By Ellen Perconti, Superintendent of Goldendale School District in Washington State.
Years ago, in the depth of winter, our school team was asked by a teacher to support a kindergarten student (“Lisa”) who, in response to every request, replied “no.” Sometimes, the “no” was accompanied by a foot stomp, a plopping to the floor, or a head on her desk, and it came for almost everything—from getting dressed to go outside, to picking up a pencil, to walking down the hall… But whatever the context and the chosen accompaniment there remained that consistent and emphatic “no.”

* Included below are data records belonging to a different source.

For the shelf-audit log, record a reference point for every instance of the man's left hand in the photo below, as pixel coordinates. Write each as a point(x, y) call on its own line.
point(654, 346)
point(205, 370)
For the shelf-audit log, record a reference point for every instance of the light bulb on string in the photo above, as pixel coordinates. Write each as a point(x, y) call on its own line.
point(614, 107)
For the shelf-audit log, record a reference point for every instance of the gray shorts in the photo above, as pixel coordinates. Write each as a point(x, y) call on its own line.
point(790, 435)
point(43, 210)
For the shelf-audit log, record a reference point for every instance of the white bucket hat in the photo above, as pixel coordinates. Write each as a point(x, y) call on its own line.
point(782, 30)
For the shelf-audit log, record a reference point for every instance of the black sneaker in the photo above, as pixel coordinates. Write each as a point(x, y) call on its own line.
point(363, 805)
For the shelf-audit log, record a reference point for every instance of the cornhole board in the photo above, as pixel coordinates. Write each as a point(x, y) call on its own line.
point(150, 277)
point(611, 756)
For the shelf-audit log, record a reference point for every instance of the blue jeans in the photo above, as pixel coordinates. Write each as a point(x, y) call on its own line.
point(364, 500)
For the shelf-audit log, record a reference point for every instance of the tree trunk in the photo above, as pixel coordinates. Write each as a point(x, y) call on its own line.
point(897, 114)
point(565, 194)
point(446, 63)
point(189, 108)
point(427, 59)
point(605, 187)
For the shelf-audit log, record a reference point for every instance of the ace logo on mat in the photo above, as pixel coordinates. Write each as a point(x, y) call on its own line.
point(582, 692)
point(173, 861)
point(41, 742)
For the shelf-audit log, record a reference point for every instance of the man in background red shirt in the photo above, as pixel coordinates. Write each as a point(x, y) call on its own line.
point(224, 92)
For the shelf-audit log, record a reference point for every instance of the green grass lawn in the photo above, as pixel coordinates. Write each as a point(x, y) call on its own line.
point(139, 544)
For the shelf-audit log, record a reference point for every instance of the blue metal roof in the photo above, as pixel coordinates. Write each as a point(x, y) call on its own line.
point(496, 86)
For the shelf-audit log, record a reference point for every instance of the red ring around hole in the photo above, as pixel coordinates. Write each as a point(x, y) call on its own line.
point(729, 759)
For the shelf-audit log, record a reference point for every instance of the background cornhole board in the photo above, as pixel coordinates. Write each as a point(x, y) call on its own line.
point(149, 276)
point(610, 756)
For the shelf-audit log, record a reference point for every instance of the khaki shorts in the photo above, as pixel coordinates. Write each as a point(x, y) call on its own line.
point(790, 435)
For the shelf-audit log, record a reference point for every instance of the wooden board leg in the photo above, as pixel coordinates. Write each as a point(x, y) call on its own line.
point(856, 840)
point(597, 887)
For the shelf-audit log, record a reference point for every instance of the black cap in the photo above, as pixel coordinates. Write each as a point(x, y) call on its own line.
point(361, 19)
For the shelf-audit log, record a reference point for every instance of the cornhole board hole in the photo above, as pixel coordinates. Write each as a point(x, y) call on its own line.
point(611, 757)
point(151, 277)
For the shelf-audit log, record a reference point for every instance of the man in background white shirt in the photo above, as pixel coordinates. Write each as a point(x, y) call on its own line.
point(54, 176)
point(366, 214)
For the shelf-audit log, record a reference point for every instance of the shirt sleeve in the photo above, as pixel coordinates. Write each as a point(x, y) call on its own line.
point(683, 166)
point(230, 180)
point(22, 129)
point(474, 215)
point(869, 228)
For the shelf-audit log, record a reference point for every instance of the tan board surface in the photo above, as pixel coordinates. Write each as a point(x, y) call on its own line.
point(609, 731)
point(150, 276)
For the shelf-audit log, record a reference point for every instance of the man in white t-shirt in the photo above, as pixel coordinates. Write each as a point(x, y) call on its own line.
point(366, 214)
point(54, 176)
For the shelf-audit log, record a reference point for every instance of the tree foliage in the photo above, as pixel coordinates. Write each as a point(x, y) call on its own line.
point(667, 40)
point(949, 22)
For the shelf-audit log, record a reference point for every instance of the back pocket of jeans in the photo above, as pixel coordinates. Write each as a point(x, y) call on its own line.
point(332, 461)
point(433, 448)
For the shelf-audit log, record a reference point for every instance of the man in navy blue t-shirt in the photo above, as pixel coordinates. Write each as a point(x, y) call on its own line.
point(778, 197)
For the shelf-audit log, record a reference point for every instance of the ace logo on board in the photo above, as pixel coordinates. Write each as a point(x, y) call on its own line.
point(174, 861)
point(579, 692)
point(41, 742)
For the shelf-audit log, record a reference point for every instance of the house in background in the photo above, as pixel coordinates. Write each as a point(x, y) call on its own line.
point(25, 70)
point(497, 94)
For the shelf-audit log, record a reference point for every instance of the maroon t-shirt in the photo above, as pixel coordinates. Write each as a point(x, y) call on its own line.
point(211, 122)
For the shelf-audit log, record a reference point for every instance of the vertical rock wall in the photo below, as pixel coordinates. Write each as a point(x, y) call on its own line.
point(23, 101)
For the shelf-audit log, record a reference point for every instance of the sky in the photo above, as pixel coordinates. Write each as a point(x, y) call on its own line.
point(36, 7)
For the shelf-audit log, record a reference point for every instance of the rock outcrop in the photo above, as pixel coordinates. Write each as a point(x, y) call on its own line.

This current school year has been hard. Due to the pandemic, we are being asked to do learning differently, and we’re facing many issues that were present prior to COVID that are now exacerbated. Our district is fortunate to be successfully navigating a hybrid model, but we still have a lot of questions, insecurities, and frustrations about how we are doing in meeting the needs of each student. While we are confident that having students in our buildings at least two days a week is a benefit, each aspect of the system is being tested, and each person’s knowledge and skills are being pushed to their limits. As we approach that limit, when we run out of tools, the willingness to adapt and to put in the work isn’t always as appealing as just screaming “NO.”
When we take the stance of “no,” it’s often to sustain the comfort that comes with keeping things as they are. But doing so can also sustain the feeling of being overwhelmed. It limits our options and narrows our ability to learn. Seeking solutions and options for learning can remove some of the negativity and actually help us get to a place where we are less overwhelmed.
Lisa’s use of “no” prevented her from interacting and connecting with her peers. She missed recess, learning opportunities, and chances for developing a sense of belonging in the classroom. Her teacher started a routine of having her say “yes” after each request and breaking down every task into the smallest possible chunk. The teacher would say something like, “Lisa, we are going to go outside for recess, so it’s time to get your snow clothes on. Say ‘yes,’ and then stand up.” That “yes” became the replacement behavior of “no”—and a tantrum.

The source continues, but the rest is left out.